- Kalpesh Agrawal

# Statistical Concepts- 1

Before we delve into the topic of statistics, we ought to know what importance does statistics hold in our daily lives. Without statistics, you wouldn't be able to justify whether Ronaldo is Better than Messi or vice-versa. You also won't be able to analyze as to how many classes you can bunk to maintain admission attendance. Statistics are useful in every part of life, from small shopkeepers to Billionaire businessman all are dependant on statistics. Also without statistics, you won't be able to differentiate what product among the choices available is more suitable for you.

That being said, statistics can be termed as the manipulation of the data available that best fits the objective of deriving meaningful information. In other words, data will not highlight the information that is objectively required by itself, but by means of different permutation of approaches, meaningful information could be extracted.

Since statistics is a vast subject and could be classified in various ways, it is however been boiled down to two major categories, i.e.;** **

** • Descriptive Statistics **

• **Inferential Statistics**

**Descriptive Statistics** gives us the power to extract and highlight the characteristics of the data and helps bring the most complex forms of data into a manageable form. It does so by means of,

• Appropriate classification of the data as per its depiction

• Organizing the data for mobile extraction

• Summarising the characteristics of data for a detailed overview

**Inferential Statistics** on the other hand helps us acknowledging whether or not the findings and the information supplied by a study group could be generalized for the population of interest. It is of utmost importance as it may not be feasible to study the characteristics of the population as a whole mainly due to monetary and timely constraints.

In this, we make a certain assumption about the population and try and inspect our assumption on the basis of information supplied by a sample extracted from the population.

**Descriptive Statistics **

**Measures of Central Tendency**

**Mean**

It is the average value supplied by dividing the sum of the observation in a collection divided by the number of observed entities in that very collection.

So, a question arises, is **MEAN** a great measure for determining the central of a distribution. Sadly, the answer stands **NO** because the mean can be highly impacted by even a single outlier.

**Let us understand**

Let’s suppose I am observing the salaries of 100 individuals and each of them earn close 1 lakh per month, so the mean is expected to the around that value. If a billionaire, say, Warren Buffet a favorite of all investors, is part of the study group and is the 101st individual, then the mean will shoot up by a substantial amount. This in turn will not give the right idea about the mean of the distribution of salaries.

This situation could be avoided however by excluding value at the extreme percentiles which have the tendency to the above-mentioned adverse effect.

**Median**

Median is a value that represents the midpoint of the distribution of values while they are arranged in ascending order. Unlike Mean, this measure of central tendency is not influenced by the outlier values.

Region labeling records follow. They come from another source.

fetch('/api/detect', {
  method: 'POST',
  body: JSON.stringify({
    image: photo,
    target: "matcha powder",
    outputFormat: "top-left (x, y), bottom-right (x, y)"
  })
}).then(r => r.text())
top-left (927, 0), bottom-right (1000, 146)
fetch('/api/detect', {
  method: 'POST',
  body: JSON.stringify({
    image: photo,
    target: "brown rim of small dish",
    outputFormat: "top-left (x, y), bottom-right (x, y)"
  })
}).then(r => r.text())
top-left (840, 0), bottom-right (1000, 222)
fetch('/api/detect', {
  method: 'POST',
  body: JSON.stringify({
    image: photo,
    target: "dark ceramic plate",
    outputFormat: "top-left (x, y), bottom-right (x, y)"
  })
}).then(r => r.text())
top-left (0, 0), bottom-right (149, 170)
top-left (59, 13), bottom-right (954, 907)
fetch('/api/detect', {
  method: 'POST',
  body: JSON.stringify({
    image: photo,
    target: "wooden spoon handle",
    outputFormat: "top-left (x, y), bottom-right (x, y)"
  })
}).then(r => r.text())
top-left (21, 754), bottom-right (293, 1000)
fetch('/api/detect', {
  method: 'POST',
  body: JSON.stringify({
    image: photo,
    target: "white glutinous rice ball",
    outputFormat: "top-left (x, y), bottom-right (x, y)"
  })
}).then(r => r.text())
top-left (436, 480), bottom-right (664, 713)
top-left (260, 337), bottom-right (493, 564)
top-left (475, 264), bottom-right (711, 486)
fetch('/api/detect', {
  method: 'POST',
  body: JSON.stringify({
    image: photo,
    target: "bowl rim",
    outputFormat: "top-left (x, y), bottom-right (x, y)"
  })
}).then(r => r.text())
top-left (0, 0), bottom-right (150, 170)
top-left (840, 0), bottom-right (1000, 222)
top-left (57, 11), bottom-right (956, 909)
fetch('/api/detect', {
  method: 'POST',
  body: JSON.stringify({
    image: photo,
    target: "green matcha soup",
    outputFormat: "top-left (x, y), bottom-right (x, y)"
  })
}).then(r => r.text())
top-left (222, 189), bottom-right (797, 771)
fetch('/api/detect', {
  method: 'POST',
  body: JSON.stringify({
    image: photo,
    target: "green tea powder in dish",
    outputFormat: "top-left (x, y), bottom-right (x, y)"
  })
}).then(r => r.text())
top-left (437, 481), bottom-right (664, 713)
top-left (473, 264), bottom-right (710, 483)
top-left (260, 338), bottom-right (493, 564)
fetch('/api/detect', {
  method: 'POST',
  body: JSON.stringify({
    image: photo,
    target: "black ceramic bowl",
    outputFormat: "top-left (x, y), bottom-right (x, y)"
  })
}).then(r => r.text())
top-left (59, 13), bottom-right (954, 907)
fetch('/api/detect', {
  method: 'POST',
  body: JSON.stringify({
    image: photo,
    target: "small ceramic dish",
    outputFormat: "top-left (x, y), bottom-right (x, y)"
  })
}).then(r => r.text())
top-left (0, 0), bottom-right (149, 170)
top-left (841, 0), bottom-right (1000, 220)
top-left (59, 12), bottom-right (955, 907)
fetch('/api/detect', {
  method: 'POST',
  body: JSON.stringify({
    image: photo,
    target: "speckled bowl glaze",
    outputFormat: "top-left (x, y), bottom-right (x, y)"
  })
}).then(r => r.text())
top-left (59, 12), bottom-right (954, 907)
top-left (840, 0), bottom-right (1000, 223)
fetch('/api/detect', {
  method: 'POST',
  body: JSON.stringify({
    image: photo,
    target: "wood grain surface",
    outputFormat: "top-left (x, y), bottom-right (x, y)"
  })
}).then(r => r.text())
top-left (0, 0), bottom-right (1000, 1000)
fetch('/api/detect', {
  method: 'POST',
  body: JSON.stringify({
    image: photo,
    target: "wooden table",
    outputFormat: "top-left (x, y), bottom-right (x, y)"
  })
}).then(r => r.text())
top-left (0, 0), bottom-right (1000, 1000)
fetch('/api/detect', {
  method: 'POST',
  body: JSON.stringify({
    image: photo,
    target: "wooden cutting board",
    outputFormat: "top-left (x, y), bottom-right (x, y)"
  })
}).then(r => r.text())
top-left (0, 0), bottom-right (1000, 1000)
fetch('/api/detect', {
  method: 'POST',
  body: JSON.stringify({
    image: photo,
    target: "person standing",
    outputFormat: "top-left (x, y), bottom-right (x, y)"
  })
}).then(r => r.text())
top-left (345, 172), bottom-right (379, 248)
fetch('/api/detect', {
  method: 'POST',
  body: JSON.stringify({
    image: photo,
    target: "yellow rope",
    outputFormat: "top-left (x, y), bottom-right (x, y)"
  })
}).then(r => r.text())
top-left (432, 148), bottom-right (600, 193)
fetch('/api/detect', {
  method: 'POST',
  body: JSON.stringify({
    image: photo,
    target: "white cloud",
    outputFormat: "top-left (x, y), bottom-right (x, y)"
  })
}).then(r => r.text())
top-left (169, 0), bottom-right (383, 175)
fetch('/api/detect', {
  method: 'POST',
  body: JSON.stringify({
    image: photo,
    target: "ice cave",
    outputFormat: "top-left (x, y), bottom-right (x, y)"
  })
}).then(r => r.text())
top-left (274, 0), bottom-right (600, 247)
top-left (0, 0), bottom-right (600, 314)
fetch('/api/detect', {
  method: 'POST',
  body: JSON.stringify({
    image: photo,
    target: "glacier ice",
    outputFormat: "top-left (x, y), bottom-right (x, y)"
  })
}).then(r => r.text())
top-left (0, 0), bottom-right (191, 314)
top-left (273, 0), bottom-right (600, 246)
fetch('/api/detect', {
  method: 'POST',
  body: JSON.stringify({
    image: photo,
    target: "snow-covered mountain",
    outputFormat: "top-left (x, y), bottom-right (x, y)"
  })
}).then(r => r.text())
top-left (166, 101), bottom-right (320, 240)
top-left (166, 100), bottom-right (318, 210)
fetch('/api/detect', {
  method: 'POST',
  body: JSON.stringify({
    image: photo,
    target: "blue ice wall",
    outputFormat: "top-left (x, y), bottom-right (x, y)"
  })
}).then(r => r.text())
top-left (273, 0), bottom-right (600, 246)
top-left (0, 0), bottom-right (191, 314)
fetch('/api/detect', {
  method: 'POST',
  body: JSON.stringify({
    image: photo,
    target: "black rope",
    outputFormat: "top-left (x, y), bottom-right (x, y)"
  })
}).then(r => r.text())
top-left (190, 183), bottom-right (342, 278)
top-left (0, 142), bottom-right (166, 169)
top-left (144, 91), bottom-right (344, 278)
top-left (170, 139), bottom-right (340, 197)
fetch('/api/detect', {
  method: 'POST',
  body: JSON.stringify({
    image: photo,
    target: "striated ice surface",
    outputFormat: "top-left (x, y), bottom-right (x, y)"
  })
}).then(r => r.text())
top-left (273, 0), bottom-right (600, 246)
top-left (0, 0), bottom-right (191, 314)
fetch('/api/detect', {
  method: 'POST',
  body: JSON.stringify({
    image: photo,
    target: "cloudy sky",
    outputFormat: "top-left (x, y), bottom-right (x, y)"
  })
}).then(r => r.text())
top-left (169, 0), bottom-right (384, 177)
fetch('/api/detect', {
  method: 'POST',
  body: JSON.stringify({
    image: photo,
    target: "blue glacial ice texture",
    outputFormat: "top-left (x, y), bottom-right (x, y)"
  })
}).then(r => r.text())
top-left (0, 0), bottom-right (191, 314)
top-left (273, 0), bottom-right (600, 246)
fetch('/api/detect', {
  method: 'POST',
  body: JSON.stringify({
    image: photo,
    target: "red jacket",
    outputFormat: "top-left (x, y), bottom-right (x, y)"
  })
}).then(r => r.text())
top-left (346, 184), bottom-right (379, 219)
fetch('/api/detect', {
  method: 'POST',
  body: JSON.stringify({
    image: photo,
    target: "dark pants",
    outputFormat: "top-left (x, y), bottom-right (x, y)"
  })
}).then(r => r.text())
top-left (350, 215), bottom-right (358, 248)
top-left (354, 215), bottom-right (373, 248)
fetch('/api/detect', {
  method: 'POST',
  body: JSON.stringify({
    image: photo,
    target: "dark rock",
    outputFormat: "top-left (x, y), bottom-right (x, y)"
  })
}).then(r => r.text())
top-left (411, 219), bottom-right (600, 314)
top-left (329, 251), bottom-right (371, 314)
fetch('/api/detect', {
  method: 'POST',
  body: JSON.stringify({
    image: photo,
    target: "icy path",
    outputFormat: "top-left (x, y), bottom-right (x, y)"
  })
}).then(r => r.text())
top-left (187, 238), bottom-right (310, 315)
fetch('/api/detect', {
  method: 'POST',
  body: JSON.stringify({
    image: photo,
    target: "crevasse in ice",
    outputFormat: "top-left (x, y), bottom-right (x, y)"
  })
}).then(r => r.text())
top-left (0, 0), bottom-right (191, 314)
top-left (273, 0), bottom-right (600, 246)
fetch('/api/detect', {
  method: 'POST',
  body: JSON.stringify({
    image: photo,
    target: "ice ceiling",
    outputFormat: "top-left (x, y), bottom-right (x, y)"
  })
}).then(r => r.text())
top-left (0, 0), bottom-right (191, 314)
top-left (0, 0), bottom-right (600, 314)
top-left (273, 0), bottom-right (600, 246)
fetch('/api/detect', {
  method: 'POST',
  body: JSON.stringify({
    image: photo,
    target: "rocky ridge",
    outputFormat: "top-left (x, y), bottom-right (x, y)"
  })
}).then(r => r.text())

So, in this approach, it wouldn’t matter even Bill Gates, Jeff Bezos and a couple of Russian Billionaires join the tally. The median value of the salary amounts remains close to 1 lakh only.

**Mode**

Mode assumed that the value with the maximum occurrence is the one that best describes the centre of the distribution. This may hold true for certain criteria which tends to display a normal distribution like the positioning of values, wherein values are symmetrically scattered around the highest occurring value. Classic examples of the same are our physical measurement (height and weight) when measured in integer values.

Generalizing the above assumption may be incorrect as more than one value may be having the highest frequency. If there are two such values, then the distribution of the values is considered to be BIMODAL.

So, the above may not act as a measure of central tendency as we may wish it to be.

**Measures of Spread**

**Standard Deviation**

It is a measure of spread that measures and quantifies the amount of dispersion around the data values around its mean or the expected value.

The standard deviation lower in magnitude indicates the fact that all data values are concentrated near to the expected value and the probability of observing extreme values is low. Whereas, standard deviation lower in magnitude is indicative of the fact that the data values are spread all across and the probability of observing extreme values is high.

If we were to ascertain that a certain value lies in a particular range, we would be able to do it with a high degree of accuracy if the standard deviation was low.

**But what happens if we have two distribution and there arises a need to compare the standard deviation of the two?**

For that purpose, the Coefficient of Variation will be of great aid, as it compares the standard deviation of the two distributions keeping into consideration the mean of the two distributions. It is of great aid when the magnitude of standard deviation and mean differ greatly and may lead to misleading interpretations.

**Skewness**

It is the go-to measure of spread if the objective is to measure the degree of distortion of a probability distribution from its symmetric counterpart, i.e., **normally distributed** data.

**Coefficient of skewness**, this numerical value is helpful in determining whether the distribution is skewed to the right or towards the left (discussed later in the section).

The most common way to determine skewness is to use the ratio of the difference between mean and mode to the standard deviation of the data values from its mean position.

Although Pearson’s approach is highly regarded for its simplicity, there are numerous other approaches for obtaining the coefficient of skewness, namely:

Where 𝐷9 𝑎𝑛𝑑 𝐷1 are the ninth and first decile respectively.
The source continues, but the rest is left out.